In this paper, we presented a software firm location prediction model using Poisson regression and OSM data. We used a comprehensive dataset of three million street-level geocoded firm observations to explore the location pattern of software firms in an Exploratory Spatial Data Analysis (ESDA). Then, we used a variety of predictor variables to assess spatial factors that influence the location process of software firms. Our study shows that OSM can be used to construct location factors which are suitable for an encompassing microgeographic firm location analysis. Its coverage, completeness, and degree of detail makes OSM a promising yet underused data source in the context of firm location analysis and geographic economic analysis in general, also because the data are easy to obtain for many parts of the world. We also highlighted further application opportunities for OSM and other VGI data (e.g., geocoded data from social network sites) in this context. Our research questions defined in the introductory section can be answered as follows.
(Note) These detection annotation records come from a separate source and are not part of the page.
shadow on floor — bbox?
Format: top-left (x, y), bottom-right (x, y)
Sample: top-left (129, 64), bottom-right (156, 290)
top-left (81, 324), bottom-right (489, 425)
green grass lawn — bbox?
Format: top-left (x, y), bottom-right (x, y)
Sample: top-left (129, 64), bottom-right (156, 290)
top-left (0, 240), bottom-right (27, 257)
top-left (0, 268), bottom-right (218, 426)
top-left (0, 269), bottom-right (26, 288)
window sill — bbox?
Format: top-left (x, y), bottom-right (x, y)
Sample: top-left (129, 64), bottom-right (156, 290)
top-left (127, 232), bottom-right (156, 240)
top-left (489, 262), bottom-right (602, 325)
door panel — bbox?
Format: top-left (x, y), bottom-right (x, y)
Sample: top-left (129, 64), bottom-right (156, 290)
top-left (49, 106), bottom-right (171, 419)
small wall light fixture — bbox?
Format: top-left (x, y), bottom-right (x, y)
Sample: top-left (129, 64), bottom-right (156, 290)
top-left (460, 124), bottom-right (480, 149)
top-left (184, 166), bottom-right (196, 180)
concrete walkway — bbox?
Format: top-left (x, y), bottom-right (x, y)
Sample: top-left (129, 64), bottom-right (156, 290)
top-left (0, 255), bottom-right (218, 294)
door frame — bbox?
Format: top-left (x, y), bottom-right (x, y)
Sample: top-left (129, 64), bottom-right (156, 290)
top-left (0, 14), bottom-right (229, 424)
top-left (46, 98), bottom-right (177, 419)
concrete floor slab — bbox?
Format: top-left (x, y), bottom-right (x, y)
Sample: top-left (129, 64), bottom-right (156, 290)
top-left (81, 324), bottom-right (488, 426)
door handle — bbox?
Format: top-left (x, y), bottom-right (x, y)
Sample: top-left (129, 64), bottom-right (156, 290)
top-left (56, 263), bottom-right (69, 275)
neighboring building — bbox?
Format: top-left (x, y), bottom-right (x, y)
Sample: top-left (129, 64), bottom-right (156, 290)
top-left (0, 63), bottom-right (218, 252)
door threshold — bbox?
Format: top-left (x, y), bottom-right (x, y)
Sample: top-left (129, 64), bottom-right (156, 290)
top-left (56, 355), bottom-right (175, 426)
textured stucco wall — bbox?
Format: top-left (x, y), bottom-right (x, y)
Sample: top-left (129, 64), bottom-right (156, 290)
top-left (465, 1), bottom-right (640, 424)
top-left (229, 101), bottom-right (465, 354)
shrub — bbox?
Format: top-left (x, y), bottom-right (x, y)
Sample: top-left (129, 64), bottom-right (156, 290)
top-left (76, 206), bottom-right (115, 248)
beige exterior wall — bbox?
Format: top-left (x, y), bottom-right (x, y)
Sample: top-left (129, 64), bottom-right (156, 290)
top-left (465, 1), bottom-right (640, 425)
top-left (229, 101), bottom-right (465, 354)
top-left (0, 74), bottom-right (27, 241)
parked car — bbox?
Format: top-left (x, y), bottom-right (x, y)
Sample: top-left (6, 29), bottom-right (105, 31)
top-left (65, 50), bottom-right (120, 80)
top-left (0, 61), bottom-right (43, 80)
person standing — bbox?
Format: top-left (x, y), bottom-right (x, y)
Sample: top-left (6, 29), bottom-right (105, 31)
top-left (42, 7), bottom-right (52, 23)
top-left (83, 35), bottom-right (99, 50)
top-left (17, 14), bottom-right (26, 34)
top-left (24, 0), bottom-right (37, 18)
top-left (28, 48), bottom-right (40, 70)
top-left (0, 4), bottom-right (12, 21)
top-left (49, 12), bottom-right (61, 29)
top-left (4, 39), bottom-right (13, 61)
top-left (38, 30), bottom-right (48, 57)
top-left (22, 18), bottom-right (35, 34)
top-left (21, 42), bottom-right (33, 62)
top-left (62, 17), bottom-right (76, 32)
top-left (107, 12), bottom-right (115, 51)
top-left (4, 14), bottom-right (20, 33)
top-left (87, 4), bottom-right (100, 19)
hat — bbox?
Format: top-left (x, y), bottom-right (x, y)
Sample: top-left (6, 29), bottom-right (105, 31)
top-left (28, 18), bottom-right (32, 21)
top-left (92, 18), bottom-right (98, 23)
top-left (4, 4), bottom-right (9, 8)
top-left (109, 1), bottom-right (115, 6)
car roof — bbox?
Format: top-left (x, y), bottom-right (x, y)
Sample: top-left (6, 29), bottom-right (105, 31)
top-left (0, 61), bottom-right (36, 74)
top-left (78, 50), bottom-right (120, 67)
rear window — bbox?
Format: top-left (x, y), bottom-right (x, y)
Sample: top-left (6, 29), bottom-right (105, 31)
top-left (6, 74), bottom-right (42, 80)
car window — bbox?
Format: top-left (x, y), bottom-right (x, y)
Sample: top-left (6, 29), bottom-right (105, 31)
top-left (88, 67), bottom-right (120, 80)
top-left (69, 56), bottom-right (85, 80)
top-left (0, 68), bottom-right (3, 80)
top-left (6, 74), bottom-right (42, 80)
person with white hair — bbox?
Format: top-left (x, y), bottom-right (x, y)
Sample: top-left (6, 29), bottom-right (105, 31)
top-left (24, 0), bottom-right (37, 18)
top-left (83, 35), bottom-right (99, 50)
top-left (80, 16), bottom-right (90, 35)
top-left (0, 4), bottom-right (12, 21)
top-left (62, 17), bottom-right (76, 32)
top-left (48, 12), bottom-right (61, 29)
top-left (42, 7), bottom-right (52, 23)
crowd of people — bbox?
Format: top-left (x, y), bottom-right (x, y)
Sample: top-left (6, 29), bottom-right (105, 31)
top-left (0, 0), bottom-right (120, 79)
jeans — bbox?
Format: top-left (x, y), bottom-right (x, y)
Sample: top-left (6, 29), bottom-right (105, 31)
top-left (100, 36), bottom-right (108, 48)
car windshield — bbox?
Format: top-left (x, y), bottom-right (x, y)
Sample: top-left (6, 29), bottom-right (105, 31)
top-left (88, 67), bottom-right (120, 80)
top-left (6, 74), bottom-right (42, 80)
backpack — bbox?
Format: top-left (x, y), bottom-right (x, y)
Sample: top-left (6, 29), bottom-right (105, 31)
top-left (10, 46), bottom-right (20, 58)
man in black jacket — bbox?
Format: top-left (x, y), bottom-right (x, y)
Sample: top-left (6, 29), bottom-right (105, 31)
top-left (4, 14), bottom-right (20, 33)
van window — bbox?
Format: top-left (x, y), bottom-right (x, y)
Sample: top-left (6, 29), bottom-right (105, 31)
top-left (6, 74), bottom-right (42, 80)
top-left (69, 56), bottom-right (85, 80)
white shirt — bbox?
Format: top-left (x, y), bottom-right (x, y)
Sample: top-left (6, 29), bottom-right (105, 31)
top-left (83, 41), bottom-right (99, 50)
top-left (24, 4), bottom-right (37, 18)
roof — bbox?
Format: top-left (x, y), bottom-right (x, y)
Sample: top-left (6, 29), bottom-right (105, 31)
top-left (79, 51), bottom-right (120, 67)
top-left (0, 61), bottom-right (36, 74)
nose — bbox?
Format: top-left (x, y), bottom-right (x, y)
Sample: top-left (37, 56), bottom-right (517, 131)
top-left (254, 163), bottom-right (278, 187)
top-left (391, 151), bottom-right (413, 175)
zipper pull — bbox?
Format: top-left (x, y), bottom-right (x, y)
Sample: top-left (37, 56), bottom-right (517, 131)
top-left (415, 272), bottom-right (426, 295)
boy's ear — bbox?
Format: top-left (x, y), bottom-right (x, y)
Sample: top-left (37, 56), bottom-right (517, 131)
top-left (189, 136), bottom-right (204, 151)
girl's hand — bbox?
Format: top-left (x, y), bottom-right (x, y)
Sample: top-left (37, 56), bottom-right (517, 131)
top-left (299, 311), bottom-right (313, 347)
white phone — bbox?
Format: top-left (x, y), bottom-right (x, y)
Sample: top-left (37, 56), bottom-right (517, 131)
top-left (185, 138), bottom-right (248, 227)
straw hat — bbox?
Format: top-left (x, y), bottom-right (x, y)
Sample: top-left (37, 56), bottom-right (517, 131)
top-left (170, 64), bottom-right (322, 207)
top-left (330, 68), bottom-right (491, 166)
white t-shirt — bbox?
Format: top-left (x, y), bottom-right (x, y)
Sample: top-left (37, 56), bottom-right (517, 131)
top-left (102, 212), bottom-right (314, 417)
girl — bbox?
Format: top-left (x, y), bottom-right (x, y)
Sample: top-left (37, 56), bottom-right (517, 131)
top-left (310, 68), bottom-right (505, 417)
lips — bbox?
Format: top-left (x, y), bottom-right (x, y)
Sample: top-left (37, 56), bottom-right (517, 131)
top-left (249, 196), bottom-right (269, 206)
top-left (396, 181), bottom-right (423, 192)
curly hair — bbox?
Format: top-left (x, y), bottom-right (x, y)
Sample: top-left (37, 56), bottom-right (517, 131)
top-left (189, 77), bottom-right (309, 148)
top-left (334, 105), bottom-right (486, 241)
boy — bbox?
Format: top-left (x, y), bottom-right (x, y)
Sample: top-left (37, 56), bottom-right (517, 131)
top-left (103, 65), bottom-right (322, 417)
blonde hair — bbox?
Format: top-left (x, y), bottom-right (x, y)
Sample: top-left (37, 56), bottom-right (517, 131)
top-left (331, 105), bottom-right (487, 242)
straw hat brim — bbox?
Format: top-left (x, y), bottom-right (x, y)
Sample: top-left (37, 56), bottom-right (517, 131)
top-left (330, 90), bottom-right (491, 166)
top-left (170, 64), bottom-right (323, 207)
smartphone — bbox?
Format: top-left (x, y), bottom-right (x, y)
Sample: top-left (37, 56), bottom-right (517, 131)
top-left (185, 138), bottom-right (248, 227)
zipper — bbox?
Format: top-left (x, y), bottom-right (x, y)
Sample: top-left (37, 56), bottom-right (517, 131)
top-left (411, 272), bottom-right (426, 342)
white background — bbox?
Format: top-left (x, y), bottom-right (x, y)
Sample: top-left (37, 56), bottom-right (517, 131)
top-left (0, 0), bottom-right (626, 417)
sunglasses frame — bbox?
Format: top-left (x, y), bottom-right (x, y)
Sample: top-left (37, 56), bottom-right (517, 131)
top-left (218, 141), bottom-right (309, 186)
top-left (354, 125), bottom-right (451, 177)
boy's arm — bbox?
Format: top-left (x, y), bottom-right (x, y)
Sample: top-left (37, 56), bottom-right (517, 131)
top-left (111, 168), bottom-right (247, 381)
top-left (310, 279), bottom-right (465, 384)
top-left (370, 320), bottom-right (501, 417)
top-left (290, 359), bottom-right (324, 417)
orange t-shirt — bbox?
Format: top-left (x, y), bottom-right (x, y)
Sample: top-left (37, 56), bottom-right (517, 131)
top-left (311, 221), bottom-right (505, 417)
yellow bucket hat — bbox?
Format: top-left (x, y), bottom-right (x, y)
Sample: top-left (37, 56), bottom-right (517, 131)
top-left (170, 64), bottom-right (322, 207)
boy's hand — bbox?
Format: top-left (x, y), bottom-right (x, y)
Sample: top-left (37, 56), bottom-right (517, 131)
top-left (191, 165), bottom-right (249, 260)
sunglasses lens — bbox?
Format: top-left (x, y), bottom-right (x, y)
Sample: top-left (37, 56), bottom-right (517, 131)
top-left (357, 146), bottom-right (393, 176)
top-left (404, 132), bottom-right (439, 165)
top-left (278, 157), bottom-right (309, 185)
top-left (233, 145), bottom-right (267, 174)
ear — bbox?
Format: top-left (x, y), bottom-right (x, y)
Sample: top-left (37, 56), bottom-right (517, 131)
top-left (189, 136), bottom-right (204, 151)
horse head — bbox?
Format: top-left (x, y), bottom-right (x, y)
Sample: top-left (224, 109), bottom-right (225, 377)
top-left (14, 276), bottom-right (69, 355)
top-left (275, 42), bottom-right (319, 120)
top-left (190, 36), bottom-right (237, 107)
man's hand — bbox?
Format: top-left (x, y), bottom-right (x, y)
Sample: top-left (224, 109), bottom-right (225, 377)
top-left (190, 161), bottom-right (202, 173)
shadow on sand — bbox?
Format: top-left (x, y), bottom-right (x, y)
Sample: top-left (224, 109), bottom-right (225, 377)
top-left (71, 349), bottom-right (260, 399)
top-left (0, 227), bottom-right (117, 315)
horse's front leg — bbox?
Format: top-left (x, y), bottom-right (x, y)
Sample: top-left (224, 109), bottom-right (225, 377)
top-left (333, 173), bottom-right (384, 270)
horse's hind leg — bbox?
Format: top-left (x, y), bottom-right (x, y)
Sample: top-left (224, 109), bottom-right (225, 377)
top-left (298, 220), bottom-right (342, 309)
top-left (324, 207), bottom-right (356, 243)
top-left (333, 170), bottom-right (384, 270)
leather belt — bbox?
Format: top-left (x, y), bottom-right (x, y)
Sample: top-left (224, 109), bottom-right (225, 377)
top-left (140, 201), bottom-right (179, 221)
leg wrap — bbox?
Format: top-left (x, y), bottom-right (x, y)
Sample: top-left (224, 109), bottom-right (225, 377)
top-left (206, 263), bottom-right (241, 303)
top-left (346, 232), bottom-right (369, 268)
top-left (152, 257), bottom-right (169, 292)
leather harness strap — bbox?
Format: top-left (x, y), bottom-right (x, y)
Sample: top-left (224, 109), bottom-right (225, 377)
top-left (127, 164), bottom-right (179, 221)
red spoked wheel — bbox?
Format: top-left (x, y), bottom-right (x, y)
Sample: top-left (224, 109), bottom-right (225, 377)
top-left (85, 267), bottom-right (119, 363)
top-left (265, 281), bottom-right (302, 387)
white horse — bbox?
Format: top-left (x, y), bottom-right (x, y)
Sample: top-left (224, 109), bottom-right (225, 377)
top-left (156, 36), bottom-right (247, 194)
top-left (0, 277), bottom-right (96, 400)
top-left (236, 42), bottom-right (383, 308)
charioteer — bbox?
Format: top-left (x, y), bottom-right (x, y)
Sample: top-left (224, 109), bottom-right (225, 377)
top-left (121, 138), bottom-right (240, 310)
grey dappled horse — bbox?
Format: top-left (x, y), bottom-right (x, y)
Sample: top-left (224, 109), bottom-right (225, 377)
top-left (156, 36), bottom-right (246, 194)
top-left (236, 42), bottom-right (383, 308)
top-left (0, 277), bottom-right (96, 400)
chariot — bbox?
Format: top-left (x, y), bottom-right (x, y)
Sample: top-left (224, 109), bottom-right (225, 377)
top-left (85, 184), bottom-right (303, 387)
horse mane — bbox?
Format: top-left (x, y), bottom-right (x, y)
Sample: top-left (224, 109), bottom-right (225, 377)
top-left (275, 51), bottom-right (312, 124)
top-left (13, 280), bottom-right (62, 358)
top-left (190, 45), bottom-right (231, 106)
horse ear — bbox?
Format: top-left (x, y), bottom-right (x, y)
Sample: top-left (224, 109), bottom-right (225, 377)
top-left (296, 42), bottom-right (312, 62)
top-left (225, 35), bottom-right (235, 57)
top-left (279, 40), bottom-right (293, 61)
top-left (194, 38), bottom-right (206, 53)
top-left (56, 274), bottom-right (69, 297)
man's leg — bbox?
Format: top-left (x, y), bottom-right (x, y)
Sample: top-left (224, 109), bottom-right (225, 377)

#### 6.1. RS1: Scale-Robust Location Factors

We found that the microgeographic level of analysis provides new insights into the firm allocation process, but also that most location factors are scale robust. That is, our findings with respect to location factor effects are in line with prior research using aggregated spatial units. However, for a thorough understanding of MAUP scaling effects on location factor-firm correlations, our encompassing regression specification should be applied to different levels of geographic aggregation. Such an analysis could also investigate whether some location factors are more scale sensitive than others and whether the chosen operationalization approach alters the estimated effect of the location factors (e.g., “proximity to universities” could be measured by a binary variable, a count variable, or a continuous distance variable; recent research indicates that distance-based methods may be scale-robust [89,90,91]).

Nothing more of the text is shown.